Richard Kirshenbaum is one of the most exciting

personalities in New York City advertising. With partner Jonathan Bond, he founded the Kirshenbaum Bond + Partners agency, which pioneered such innovative marketing concepts as the pop-up store, sidewalk advertising, and other forms of high-visibility guerilla marketing.

He was named #2 on the list of top 100 entrepreneurs of the United States.

He has written books, which include Under the Radar, cowritten with Bond, and Closing the Deal, a book on relationships that has been translated into nine languages. He is an an accomplished playwright and he currently writes for Us Weekly, contributing to its regular “Fashion

Police” feature

In his latest book called Madboy,Kirshenbaum submits a vibrant, educational look at his days as creative director of his New York City advertising company.

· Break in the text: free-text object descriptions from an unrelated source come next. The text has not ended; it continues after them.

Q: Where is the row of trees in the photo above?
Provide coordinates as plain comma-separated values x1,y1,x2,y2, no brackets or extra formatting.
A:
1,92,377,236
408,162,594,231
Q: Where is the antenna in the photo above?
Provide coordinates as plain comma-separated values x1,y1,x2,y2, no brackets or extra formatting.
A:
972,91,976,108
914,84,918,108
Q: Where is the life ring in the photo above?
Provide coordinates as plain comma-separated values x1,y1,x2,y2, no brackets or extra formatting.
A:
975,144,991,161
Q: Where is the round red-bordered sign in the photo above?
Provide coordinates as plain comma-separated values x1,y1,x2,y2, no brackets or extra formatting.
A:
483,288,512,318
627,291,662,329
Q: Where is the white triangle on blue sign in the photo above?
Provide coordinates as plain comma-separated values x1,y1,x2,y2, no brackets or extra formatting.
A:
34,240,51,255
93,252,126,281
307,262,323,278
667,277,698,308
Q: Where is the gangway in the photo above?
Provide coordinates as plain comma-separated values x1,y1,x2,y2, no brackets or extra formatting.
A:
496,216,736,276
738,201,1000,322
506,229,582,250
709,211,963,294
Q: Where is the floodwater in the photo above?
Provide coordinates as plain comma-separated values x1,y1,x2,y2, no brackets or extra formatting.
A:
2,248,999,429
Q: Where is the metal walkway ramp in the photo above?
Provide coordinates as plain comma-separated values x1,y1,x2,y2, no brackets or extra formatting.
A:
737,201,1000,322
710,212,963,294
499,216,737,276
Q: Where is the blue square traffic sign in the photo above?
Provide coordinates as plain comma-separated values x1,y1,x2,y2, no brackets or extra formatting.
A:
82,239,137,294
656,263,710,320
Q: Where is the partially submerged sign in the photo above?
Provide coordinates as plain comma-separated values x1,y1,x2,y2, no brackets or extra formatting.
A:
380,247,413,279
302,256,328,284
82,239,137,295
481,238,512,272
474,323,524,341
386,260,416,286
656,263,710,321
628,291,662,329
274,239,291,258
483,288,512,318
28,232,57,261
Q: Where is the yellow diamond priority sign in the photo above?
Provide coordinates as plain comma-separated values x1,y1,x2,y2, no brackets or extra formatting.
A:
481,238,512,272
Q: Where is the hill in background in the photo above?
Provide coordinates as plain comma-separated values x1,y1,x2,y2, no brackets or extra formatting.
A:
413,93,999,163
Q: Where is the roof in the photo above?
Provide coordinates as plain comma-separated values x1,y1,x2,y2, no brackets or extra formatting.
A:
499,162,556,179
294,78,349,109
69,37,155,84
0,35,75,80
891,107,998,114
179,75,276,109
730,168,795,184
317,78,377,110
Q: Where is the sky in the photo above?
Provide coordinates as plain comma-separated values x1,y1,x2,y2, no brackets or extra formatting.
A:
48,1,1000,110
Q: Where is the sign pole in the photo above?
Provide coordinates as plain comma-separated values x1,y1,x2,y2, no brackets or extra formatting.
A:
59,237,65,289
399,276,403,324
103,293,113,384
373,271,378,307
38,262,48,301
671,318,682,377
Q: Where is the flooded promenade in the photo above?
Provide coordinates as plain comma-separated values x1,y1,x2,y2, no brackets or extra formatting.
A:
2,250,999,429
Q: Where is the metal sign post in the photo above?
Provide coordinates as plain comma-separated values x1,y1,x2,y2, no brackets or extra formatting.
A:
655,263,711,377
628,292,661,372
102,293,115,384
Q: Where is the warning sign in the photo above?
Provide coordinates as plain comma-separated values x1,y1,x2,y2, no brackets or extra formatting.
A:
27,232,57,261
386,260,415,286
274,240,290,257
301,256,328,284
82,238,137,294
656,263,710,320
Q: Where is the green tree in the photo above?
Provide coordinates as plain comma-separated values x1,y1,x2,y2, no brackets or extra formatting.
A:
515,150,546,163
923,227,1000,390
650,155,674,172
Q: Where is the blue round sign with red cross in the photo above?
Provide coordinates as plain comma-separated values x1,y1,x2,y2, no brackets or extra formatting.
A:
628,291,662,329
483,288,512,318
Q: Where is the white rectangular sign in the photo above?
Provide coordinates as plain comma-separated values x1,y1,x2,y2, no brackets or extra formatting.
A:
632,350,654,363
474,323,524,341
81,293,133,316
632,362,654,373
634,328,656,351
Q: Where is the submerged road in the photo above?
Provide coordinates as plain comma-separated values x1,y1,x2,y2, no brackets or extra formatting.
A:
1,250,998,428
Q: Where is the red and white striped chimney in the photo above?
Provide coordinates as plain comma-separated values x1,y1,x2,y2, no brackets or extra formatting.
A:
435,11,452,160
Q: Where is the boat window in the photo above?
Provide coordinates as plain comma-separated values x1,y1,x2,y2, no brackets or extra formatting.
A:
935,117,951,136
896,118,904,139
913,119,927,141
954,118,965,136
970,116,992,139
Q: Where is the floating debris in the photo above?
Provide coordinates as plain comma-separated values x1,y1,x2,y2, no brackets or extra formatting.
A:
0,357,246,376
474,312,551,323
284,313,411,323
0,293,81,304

“Advertising people by nature tend to be quirky, fun, and loquacious,” which may only be half true, but the author certainly fits snuggly into that camp. He rose in the industry during the 1980s and cut a broad swath as an unconventional, inventive adman, tackling everything from Reynolds Wrap to cognac. In this jaunty memoir, he starts with a little familial background material before moving on to tales from the trade: encounters with the rich and famous and, better yet, the not-so rich and hardly famous; the crazy shoots; the whole milieu of high-stakes advertising. Yet there is plenty of hard business information in these pages, for Kirshenbaum appreciates discipline, old-school politesse and plain hard work. Much of his wisdom is reduced to aphorisms, and he knows the power of laughter as a business model as well as the fact “that unless you have a killer strategy, you might go down the wrong path creatively.” What stands out in particular is the author’s ability to convey the exigent art of the creative process at work. His outlook is part liberal and socially conscious—he came up with the Kenneth Cole campaign that featured characters du jour: Imelda Marcos and her 2,700 shoes, Dan Quayle and Oliver North (“Isn’t it time America focused less on arms and more on feet?”). Kirshenbaum’s bracing, often ribald humor carries right through the page and onto the sidewalk, where he stenciled such ads as that for Bamboo Lingerie: “From here it looks like you could use some new underwear.”

A shimmering piece of work, in which the flash illuminates the creative act.